中原区に拠点がある「人形劇団ひとみ座」の女性初の代表に就任した 高橋 奈巳さん 幸区在住 54歳

  • 高橋 奈巳さん (写真1)

みんなと一緒に笑い合う

 ○…半世紀以上にわたり川崎を拠点に活動し、数々の名作を全国へ発信し続けている「人形劇団ひとみ座」。劇団の新たなかじ取り役として、女性初となる代表に就任した。「大変なことになったぞと思った」と素直な胸の内を明かすが、「歴史あるひとみ座の魅力をつないでいき、仲間が力を発揮できる環境を整えたい」と、新代表としての決意は固い。

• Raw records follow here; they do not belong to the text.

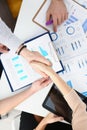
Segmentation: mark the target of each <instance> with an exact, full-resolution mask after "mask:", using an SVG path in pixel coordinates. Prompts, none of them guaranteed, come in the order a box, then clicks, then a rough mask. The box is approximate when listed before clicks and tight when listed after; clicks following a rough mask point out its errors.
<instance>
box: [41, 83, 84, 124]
mask: <svg viewBox="0 0 87 130" xmlns="http://www.w3.org/2000/svg"><path fill="white" fill-rule="evenodd" d="M76 92H77V91H76ZM77 93H78V95H79V96H80V97H81V99H82V100H83V101H85V103H86V104H87V100H85V99H86V97H85V96H84V95H82V94H81V93H79V92H77ZM42 106H43V107H44V108H45V109H47V110H49V111H50V112H52V113H54V114H56V115H58V116H63V117H64V120H65V121H67V122H69V123H71V120H72V110H71V108H70V107H69V105H68V103H67V102H66V100H65V99H64V97H63V95H62V93H61V92H60V91H59V89H58V88H57V87H56V85H55V84H53V85H52V87H51V89H50V91H49V92H48V95H47V96H46V98H45V100H44V102H43V104H42Z"/></svg>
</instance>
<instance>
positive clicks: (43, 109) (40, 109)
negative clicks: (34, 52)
mask: <svg viewBox="0 0 87 130" xmlns="http://www.w3.org/2000/svg"><path fill="white" fill-rule="evenodd" d="M42 2H43V0H39V1H38V2H36V0H32V1H31V2H30V1H29V0H24V1H23V2H22V6H21V9H20V13H19V16H18V19H17V23H16V27H15V31H14V33H15V35H17V37H19V38H20V39H21V40H23V41H25V40H27V39H29V38H32V37H34V36H37V35H39V34H41V33H43V32H45V30H43V29H42V28H40V27H39V26H37V25H36V24H34V23H33V22H32V17H33V16H34V14H35V11H37V9H38V7H39V6H40V4H42ZM0 82H1V85H0V86H1V92H2V93H1V94H0V98H4V97H7V96H11V95H13V94H14V93H13V92H11V90H10V87H9V84H8V82H7V80H6V77H5V74H4V72H3V74H2V77H1V81H0ZM3 86H4V87H3ZM50 87H51V85H49V86H48V87H46V88H44V89H42V90H41V91H39V92H37V93H36V94H34V95H33V96H31V97H30V98H29V99H27V100H25V101H24V102H23V103H21V104H20V105H18V106H17V107H16V109H18V110H21V111H25V112H29V113H33V114H37V115H40V116H45V115H47V113H48V111H47V110H45V109H44V108H43V107H42V102H43V100H44V98H45V96H46V95H47V93H48V91H49V89H50Z"/></svg>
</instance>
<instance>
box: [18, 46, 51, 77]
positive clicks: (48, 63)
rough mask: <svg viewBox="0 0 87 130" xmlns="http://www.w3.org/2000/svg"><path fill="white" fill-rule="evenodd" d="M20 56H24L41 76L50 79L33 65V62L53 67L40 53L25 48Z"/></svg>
mask: <svg viewBox="0 0 87 130" xmlns="http://www.w3.org/2000/svg"><path fill="white" fill-rule="evenodd" d="M20 55H22V56H23V57H24V58H25V59H26V60H27V61H28V62H29V64H30V65H31V67H32V68H33V69H34V70H35V71H36V72H38V73H39V74H41V75H42V76H43V77H48V76H47V75H46V74H45V73H43V72H42V71H40V69H39V68H38V67H36V65H34V64H33V65H32V62H35V63H36V64H37V63H44V64H45V65H47V66H51V65H52V64H51V62H50V61H49V60H47V59H46V58H45V57H43V56H42V55H41V54H40V53H39V52H36V51H29V50H28V49H27V48H23V50H22V51H21V52H20Z"/></svg>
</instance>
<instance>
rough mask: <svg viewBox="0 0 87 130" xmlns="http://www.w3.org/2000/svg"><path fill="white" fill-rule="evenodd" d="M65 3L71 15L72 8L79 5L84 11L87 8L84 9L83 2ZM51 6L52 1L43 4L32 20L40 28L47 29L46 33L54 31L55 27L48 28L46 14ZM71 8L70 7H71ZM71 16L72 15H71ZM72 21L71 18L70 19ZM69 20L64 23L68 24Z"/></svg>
mask: <svg viewBox="0 0 87 130" xmlns="http://www.w3.org/2000/svg"><path fill="white" fill-rule="evenodd" d="M64 3H65V5H66V8H67V11H68V13H69V14H70V12H71V10H72V6H74V5H75V6H76V5H79V6H80V7H81V8H82V9H83V8H84V9H85V10H86V7H84V6H83V5H82V4H81V2H79V1H78V0H71V3H72V4H70V1H69V0H64ZM49 5H50V0H49V1H47V0H44V2H43V3H42V5H41V6H40V7H39V8H38V10H37V12H36V13H35V15H34V17H33V18H32V21H33V22H34V23H35V24H37V25H38V26H40V27H42V28H43V29H45V30H46V31H53V25H52V24H51V25H49V26H46V24H45V23H46V12H47V10H48V7H49ZM69 6H70V7H69ZM70 15H71V14H70ZM68 19H70V18H68ZM66 21H67V20H65V21H64V23H66ZM64 23H62V24H61V25H64ZM61 25H59V26H58V27H61Z"/></svg>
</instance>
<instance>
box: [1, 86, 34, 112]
mask: <svg viewBox="0 0 87 130" xmlns="http://www.w3.org/2000/svg"><path fill="white" fill-rule="evenodd" d="M34 93H35V92H34V91H33V90H32V89H31V88H29V89H27V90H25V91H23V92H21V93H18V94H16V95H14V96H11V97H8V98H5V99H2V100H1V101H0V114H5V113H7V112H9V111H10V110H12V109H13V108H15V107H16V106H17V105H18V104H20V103H21V102H23V101H24V100H25V99H27V98H28V97H30V96H31V95H32V94H34Z"/></svg>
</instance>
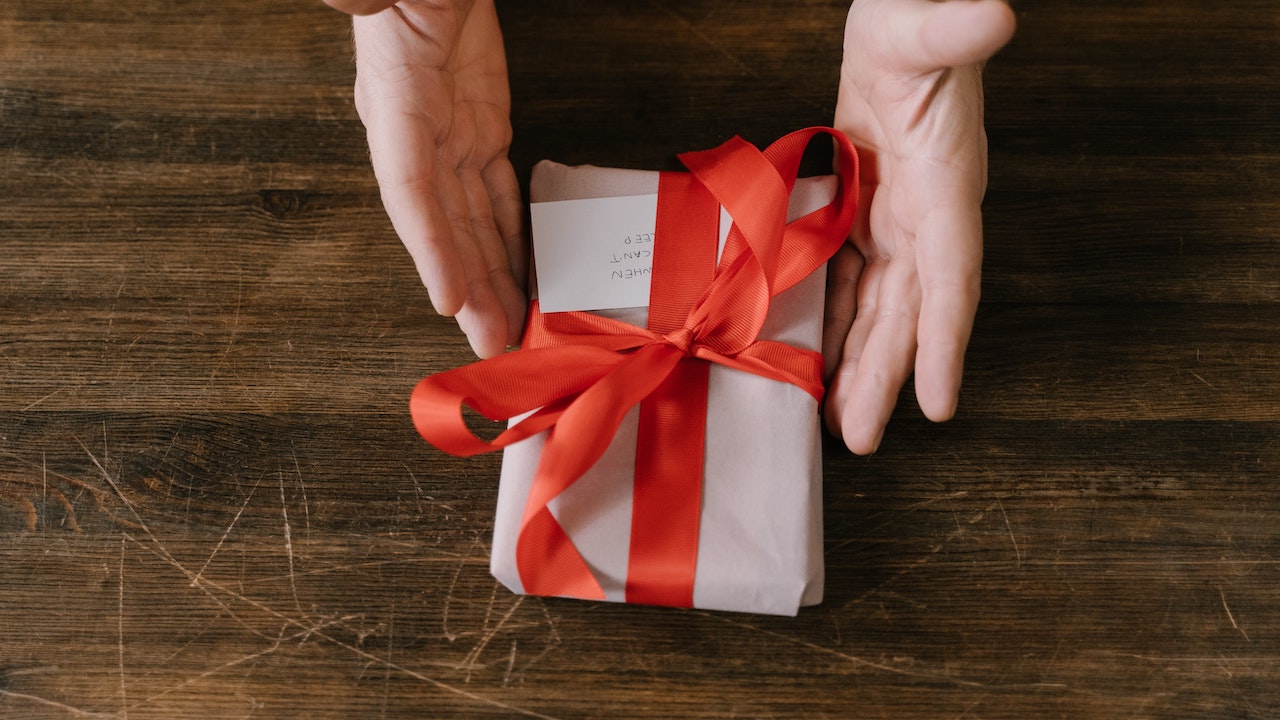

 ○…大学時代に、長野県の人形劇フェスティバルで見たプロの舞台に衝撃を受けた。ひとみ座に入団後は数々の舞台に出演し、Eテレの『ピタゴラスイッチ』や『ねほりんぱほりん』などの人形操演も手掛け、第一線で活躍。最も印象深いのは、小学校の演劇教室での出来事だ。舞台の後、児童から劇の感想を熱く伝えられた。「私が出ていたんだよ」と言うと驚かれた。「子どもたちは操る大人でなく、人形そのものが生きていると信じて見ている。観客の想像力と私たちの動きが合わさって、初めて人形に命が宿るんです」

 ○…2児の母として、自身が地域で子育てをする中で、身近に生の劇がある価値を再認識した。劇団の有志と共に、地元の乳幼児親子を対象とした企画をするなど、近年は地域活動にも注力する。「デジタルが溢れる時代だからこそ、日頃過ごす場所で、仲間や家族と一緒に笑い合う演劇体験が育ちの力になる」。人形劇を子どもたちの成長に寄り添う「子供文化財」と位置づけ、その魅力をダイレクトに届ける挑戦を続ける。

 ○…目下の癒やしは5年前から夢中になっている宝塚歌劇団。「子育てが一段落して生の舞台を見に行ったら見事にハマって」。かつて『ヅカファン』だったという劇団の仲間と観劇の計画を立てるのが、多忙な日々を支える最高の活力だ。